We are already starting to witness the future of smart appliances. Today, these appliances are starting to connect with a suite of products. For example, if your thermostat is aware that you are not home, it can enable your dryer's wrinkle-guard, so your clothes don’t wrinkle. This level of device-to-device communication is propelling the success of smart appliances and, ultimately, the future smart home. Data exchange between devices will enable new levels of convenience in and out of the house.
Data from the Jabil survey shows that B2C solution developers still haven’t made up their minds on their approach to integration. While 53 percent of participants say they would describe their company’s solution culture as “interoperable” or “open source,” another 47 percent believe a controlled ecosystem is the way to go.

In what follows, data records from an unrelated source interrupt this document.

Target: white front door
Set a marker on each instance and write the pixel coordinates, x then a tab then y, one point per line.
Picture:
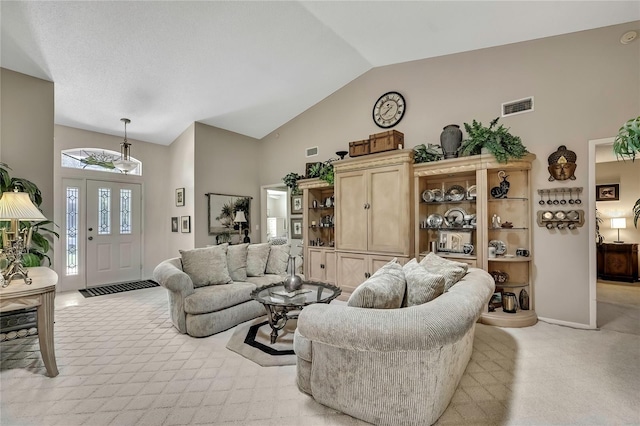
113	232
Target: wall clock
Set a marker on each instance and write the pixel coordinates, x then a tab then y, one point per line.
389	110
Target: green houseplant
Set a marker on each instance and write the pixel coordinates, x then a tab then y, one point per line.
497	140
627	144
425	153
627	141
40	245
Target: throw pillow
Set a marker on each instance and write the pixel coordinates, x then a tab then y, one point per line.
453	271
422	286
383	290
257	256
278	259
206	266
237	261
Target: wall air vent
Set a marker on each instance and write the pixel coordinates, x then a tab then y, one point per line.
517	107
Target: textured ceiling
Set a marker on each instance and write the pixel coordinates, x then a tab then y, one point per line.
249	67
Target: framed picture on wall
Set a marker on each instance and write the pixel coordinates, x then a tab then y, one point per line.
296	204
296	228
179	197
185	222
609	192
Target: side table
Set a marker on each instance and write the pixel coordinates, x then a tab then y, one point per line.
40	294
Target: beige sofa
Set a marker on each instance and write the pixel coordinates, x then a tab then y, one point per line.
213	296
391	366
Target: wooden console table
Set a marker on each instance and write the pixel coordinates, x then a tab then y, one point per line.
618	262
40	294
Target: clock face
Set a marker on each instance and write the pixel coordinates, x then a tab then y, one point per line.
389	109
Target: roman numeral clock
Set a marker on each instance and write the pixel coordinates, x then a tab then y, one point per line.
389	110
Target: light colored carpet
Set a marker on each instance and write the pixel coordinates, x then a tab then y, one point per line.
122	363
259	348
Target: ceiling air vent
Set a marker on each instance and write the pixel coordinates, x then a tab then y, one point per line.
517	107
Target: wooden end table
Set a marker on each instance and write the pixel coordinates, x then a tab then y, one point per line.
39	294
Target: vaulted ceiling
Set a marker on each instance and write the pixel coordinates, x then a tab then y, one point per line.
249	67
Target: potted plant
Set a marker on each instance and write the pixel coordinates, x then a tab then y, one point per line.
425	153
627	141
40	245
497	140
627	144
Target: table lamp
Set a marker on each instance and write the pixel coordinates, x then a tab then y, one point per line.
240	219
16	206
618	223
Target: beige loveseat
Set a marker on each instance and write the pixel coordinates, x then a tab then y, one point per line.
209	288
391	365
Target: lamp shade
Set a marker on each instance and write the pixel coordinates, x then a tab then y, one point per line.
618	223
18	205
240	217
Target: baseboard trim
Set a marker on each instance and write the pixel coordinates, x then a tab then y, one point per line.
567	323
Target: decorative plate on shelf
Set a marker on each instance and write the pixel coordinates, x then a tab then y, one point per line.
455	193
455	217
434	220
501	247
427	196
437	195
471	192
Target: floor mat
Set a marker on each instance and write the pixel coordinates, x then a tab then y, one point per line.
117	288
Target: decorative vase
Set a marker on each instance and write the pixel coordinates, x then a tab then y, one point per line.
292	282
450	140
524	300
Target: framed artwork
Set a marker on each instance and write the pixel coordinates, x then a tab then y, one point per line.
185	224
610	192
296	228
179	197
224	211
296	204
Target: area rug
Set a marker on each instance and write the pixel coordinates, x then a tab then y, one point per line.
252	340
117	288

In an interoperable environment, two other areas are of special importance: communication standards and data security.
In the journey toward interoperability, data communication standards will be essential for connected devices. Therefore, it is no surprise that 97 percent of participants in Jabil’s survey agreed that having such standards to enable easy connectivity to other systems and devices would be valuable. That way, manufacturers can develop devices that speak the same language. That is the first step to interoperability.

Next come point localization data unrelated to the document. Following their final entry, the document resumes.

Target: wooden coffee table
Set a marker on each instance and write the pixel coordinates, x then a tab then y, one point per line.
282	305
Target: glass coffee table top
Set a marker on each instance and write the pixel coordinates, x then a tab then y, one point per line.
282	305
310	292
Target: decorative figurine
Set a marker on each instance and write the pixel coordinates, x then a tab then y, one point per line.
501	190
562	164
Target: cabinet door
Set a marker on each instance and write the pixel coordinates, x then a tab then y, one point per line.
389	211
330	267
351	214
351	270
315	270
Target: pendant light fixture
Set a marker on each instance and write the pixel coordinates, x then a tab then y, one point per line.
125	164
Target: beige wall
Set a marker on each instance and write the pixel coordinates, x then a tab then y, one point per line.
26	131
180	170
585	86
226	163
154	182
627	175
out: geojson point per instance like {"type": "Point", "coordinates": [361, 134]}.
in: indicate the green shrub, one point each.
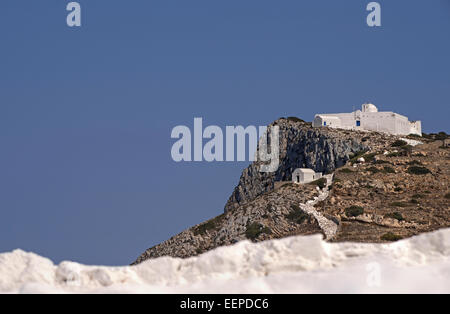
{"type": "Point", "coordinates": [354, 157]}
{"type": "Point", "coordinates": [399, 204]}
{"type": "Point", "coordinates": [354, 211]}
{"type": "Point", "coordinates": [209, 225]}
{"type": "Point", "coordinates": [201, 230]}
{"type": "Point", "coordinates": [414, 162]}
{"type": "Point", "coordinates": [418, 170]}
{"type": "Point", "coordinates": [255, 229]}
{"type": "Point", "coordinates": [369, 157]}
{"type": "Point", "coordinates": [394, 154]}
{"type": "Point", "coordinates": [298, 216]}
{"type": "Point", "coordinates": [395, 215]}
{"type": "Point", "coordinates": [390, 237]}
{"type": "Point", "coordinates": [321, 183]}
{"type": "Point", "coordinates": [380, 162]}
{"type": "Point", "coordinates": [373, 169]}
{"type": "Point", "coordinates": [399, 143]}
{"type": "Point", "coordinates": [295, 119]}
{"type": "Point", "coordinates": [346, 170]}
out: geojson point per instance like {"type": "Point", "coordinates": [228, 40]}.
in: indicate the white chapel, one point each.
{"type": "Point", "coordinates": [370, 119]}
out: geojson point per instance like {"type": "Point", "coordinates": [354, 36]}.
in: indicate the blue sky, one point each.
{"type": "Point", "coordinates": [86, 114]}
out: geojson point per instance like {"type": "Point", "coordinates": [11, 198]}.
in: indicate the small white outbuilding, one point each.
{"type": "Point", "coordinates": [305, 175]}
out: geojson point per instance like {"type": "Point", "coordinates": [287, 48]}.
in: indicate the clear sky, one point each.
{"type": "Point", "coordinates": [86, 114]}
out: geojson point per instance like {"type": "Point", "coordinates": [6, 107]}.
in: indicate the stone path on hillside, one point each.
{"type": "Point", "coordinates": [328, 226]}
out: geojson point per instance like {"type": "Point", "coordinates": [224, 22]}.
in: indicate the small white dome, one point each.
{"type": "Point", "coordinates": [369, 108]}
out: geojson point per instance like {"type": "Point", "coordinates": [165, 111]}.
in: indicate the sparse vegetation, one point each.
{"type": "Point", "coordinates": [354, 211]}
{"type": "Point", "coordinates": [298, 216]}
{"type": "Point", "coordinates": [321, 183]}
{"type": "Point", "coordinates": [394, 154]}
{"type": "Point", "coordinates": [399, 143]}
{"type": "Point", "coordinates": [418, 170]}
{"type": "Point", "coordinates": [295, 119]}
{"type": "Point", "coordinates": [369, 157]}
{"type": "Point", "coordinates": [346, 170]}
{"type": "Point", "coordinates": [441, 136]}
{"type": "Point", "coordinates": [380, 162]}
{"type": "Point", "coordinates": [354, 158]}
{"type": "Point", "coordinates": [395, 215]}
{"type": "Point", "coordinates": [390, 237]}
{"type": "Point", "coordinates": [373, 169]}
{"type": "Point", "coordinates": [414, 162]}
{"type": "Point", "coordinates": [209, 225]}
{"type": "Point", "coordinates": [255, 229]}
{"type": "Point", "coordinates": [399, 204]}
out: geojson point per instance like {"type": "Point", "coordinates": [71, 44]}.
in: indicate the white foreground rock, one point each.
{"type": "Point", "coordinates": [291, 265]}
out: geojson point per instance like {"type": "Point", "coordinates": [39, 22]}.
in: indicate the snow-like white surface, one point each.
{"type": "Point", "coordinates": [292, 265]}
{"type": "Point", "coordinates": [411, 142]}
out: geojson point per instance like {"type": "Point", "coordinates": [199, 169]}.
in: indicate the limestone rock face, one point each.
{"type": "Point", "coordinates": [301, 146]}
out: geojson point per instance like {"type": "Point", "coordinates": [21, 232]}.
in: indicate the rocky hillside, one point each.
{"type": "Point", "coordinates": [381, 190]}
{"type": "Point", "coordinates": [393, 194]}
{"type": "Point", "coordinates": [302, 146]}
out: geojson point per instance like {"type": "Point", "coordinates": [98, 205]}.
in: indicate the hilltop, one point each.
{"type": "Point", "coordinates": [378, 188]}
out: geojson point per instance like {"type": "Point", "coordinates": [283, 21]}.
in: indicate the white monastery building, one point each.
{"type": "Point", "coordinates": [305, 175]}
{"type": "Point", "coordinates": [370, 119]}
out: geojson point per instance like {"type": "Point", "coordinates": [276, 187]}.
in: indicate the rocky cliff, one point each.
{"type": "Point", "coordinates": [302, 146]}
{"type": "Point", "coordinates": [258, 211]}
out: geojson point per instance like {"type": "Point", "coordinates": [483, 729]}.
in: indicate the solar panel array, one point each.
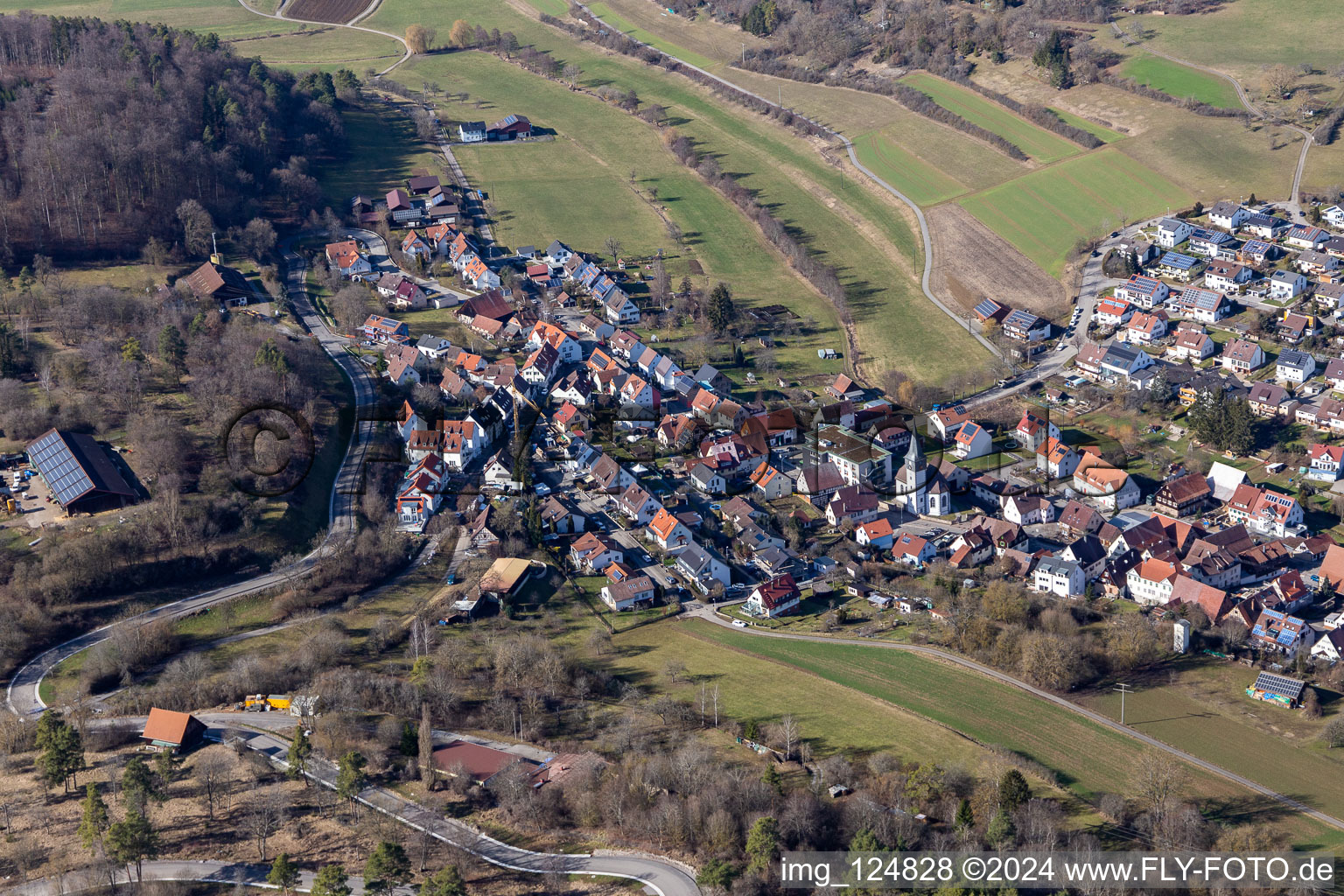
{"type": "Point", "coordinates": [1270, 682]}
{"type": "Point", "coordinates": [60, 468]}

One aspect of the smart home that poses more challenges, though, is data security. As we mentioned, many solution providers currently struggle with managing the back-end of connectivity. It is no wonder that hackers can skulk their way into everything from websites to databases. Necessary data protection processes are not in place to prevent malicious actors from doing as they wish, but the recent General Data Protection Regulation (GDPR) in the European Union may be an early indicator of more laws coming in this area.
Given all these challenges, 99 percent of solution providers say technology or business partners will be important to their connected home and building strategy. Topping the list, product brands will be looking to third-parties with expertise in data management, manufacturing and cloud, among others. We can expect to see more partnership across industries in making the smart home a reality.
Years ago, consumers would hold onto their appliances for 10 to 15 years. We’ve now reached a lifestyle where consumers are swapping their washers, dryers and refrigerators in half the time because of how quickly technology progresses. Connectivity is only one of the drivers for this trend. Appliances are also becoming more efficient, leading to lower energy costs.
The future smart home boasts convenience and comfort. The smart appliances of the future will be able to seamlessly communicate with each other and gain heightened awareness of their own functions and features. Your fridge will be able to give advice on what recipes to try, based on the upcoming expiration dates of the goods in it and collaborate with the oven to ensure the food is cooked for the right duration. It will also help you understand how and when to call maintenance and what’s going on with the device itself. All these developments are teasing us from just around the corner. We just have a few more things to figure out until then.